Compared to if they were taking the drop. That’s not even mentioning the fact that the quality of IOP reduction when it’s sustained delivery is a much higher quality than drops, which come on and off every day. To me, when I saw the 40% IOP reduction with cataract surgery, I thought to myself, I do Ahmed valves with cataract surgery and don’t always get 40% IOP reduction. This is really remarkable how dramatic and how simple and safe you can get such a big impact on their disease and one that lasts for a long time. It’s easy to share your confidence with the patient when you’re talking to them. I tell them, “You are so lucky that we have access to this phenomenal technology, and wasn’t here a few years ago. It’s been studied, so we know it’s safe, and I think this is going to be very good for you and for the health of your glaucoma.”

Deborah Ristvedt, DO:

It’s so good. That term, IG or interventional glaucoma, do you think that you as a glaucoma specialist will start doing less invasive procedures over time as we adapt direct SLT, drug delivery, MIGS, going back to maybe a second MIGS?

Nathan Radcliffe, MD:

Yeah. Since the iStent came out in 2012, my goal has always been to do less high-risk incisional, glaucoma surgery. Combination MIGS was something very exciting. Again, same principle, we can use multiple safe things instead of one high-risk thing, and here we have this, and it can be combined with other procedures. It’s not a MIGS. It’s separate, so it is possible to combine it with some other angle procedure or as you were saying, with cataract surgery. Then we build, we got multiple safe things going to sort of hold our patients up and keep them out of trouble, change the trajectory of their disease.

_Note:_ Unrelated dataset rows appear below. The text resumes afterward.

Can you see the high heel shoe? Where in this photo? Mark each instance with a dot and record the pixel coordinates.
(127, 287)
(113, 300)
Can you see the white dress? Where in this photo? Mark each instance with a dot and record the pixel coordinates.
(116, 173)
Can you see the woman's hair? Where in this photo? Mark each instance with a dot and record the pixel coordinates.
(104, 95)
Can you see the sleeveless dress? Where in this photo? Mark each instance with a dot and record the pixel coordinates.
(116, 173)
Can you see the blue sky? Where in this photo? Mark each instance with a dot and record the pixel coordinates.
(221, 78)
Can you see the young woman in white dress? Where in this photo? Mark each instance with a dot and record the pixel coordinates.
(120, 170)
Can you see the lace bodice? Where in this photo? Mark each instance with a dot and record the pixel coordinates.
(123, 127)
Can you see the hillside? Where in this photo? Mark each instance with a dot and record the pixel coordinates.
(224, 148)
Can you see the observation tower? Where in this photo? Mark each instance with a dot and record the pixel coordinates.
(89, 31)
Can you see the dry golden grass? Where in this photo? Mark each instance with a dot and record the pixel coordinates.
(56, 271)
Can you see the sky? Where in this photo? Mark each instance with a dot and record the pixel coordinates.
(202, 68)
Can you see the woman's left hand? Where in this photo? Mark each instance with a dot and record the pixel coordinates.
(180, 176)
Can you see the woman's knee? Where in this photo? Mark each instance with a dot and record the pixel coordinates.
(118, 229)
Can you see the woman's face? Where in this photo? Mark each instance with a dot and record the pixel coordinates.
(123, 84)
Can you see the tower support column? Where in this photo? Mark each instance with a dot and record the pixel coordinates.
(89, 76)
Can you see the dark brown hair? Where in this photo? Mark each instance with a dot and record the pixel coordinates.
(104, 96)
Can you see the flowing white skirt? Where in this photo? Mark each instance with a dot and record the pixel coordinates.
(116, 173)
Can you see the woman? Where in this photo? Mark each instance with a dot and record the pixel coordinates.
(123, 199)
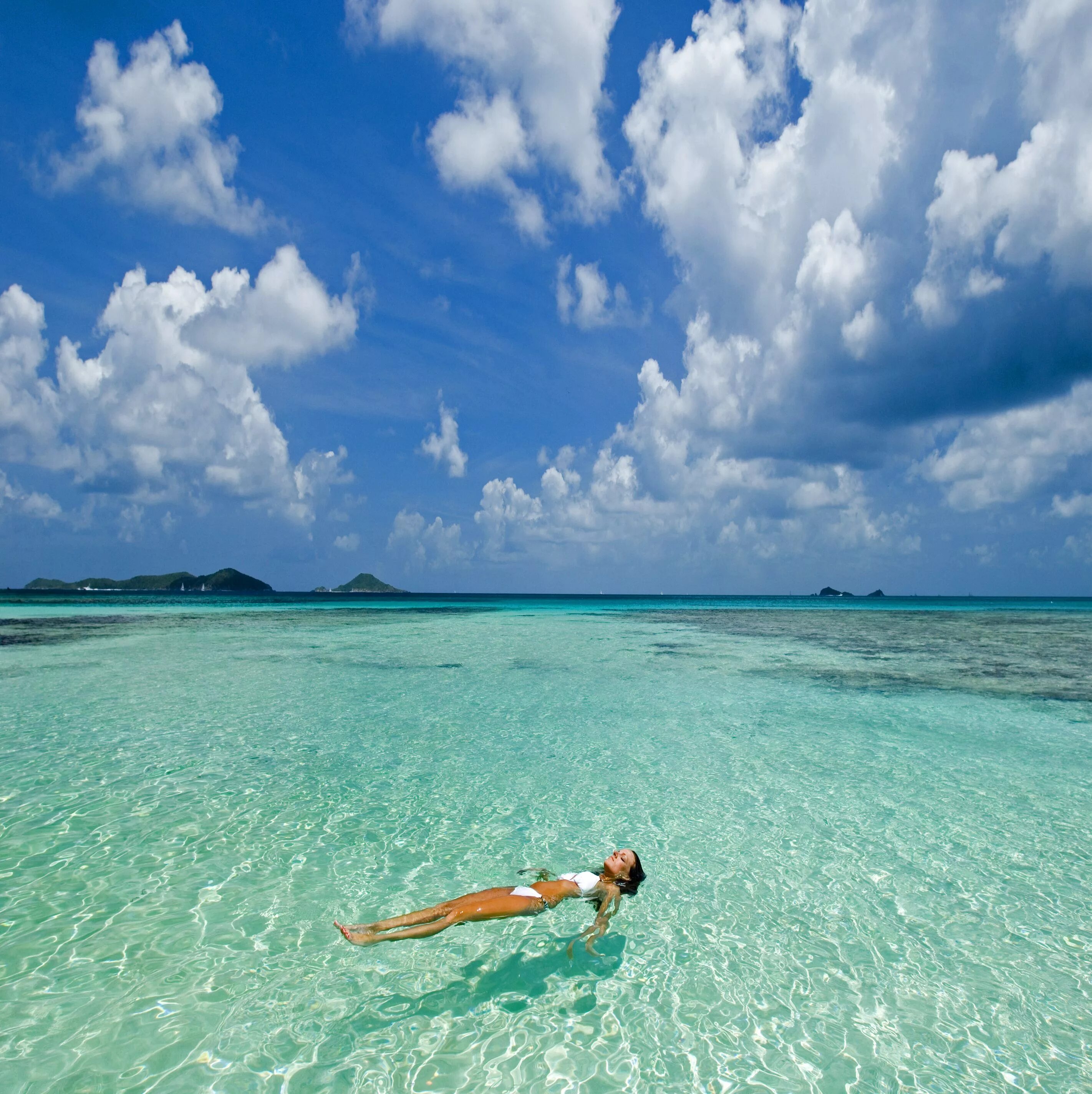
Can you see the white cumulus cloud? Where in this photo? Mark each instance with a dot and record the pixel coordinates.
(1039, 204)
(444, 447)
(585, 297)
(30, 504)
(532, 92)
(168, 407)
(1003, 457)
(149, 136)
(437, 545)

The earlier in their career as a glaucoma patient, you change the trajectory, the more benefit they experience over a lifetime. You want to think about this certainly for your early patients, and then of course there’s no time you can’t do it, but this isn’t something you want to put off. I think it benefits them right away.

Deborah Ristvedt, DO:

I think that’s what helped me as a comprehensive surgeon who does cataract, but a lot of MIGS, is to have something in my toolkit that is so effective and I can talk to my patient even after cataract surgery to say, “Hey, this is going to be a standalone procedure. I’m going to make a small incision just like I did for cataract surgery and place a procedural pharmaceutical device that’s going to last for up to 3 years.” Patients are really taking on to this interventional glaucoma concept, and I think that gives me more energy to practice that way too.

Nathan Radcliffe, MD:

It’s a great time to be in practice.